We got out our bottle of ipecac and convinced her it was something very good by having two firemen pretend to drink some. She happily drank the appropriate dose for us. We immediately looked at our watches, knowing that at any moment she would not be smiling and she certainly would not like us anymore.
Right on schedule the ipecac began to do its job.
One minute she was standing there with the most beautiful smile on her face, and then, instantly, it vanished. Her eyes grew to twice their size. She looked at her former friends as if to say, “What’s this? Something is going on in my tummy!” She even touched her stomach with both hands and looked down at her tummy.

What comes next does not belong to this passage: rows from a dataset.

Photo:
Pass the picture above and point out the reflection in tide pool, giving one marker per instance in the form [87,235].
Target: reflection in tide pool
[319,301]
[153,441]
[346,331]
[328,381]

Her bulging eyes gazed up at us with absolute confusion as a little gurgle and burp escaped her lips. I will never forget the look she gave us next. It was something to the effect of, “You aren’t nice men, you’re bad men. You gave me something bad!” It was a look of total betrayal. If her transformation hadn’t been so funny, I might have been hurt.
She gurgled again and the seven brave medical men started moving backwards. We had been using the technique of getting down to eye level with the child to make her feel more comfortable. This was about to backfire on us.
The girl took a deep breath, her eyes now two huge circles of white. One of the E.M.T.’s behind me yelled, “She’s gonna blow!”
Instantly and with more force than the space shuttle lifting off, she exploded in vomit. She did not aim for the hefty bag but vomited an incredible amount of fluid directly at us.
The seven brave men reacted instantly: Half of them falling over each other running for cover and the others frantically reaching for the hefty bag in a vain attempt to catch or deflect as much vomit as possible.
The spewing little girls’ stomach contents rained down upon everything and everybody in sight. I was unaware that so much vomit could come from so small a person.
After seeing so many amusing things; her face turning from ‘happy little girl’ to ‘you are bad men’, witnessing seven grown men run like panic stricken turkeys and seeing a tiny little girl spray vomit like a broken water main, we all caught a bad case of the giggles.
We giggled so hard we took turns going outside to get control of ourselves. But one look at that empty trash bag with a little head poking through it and a living room splattered with puke, I had to go back outside.
My little ipecac girl stood there in the middle of her destruction with a satisfied grin on her face and said, “I’m done now, I feel better.”
We transported Mother and daughter to the hospital for observation.
I had looked death in the face and it puked all over me. But, I had lived to tell about it.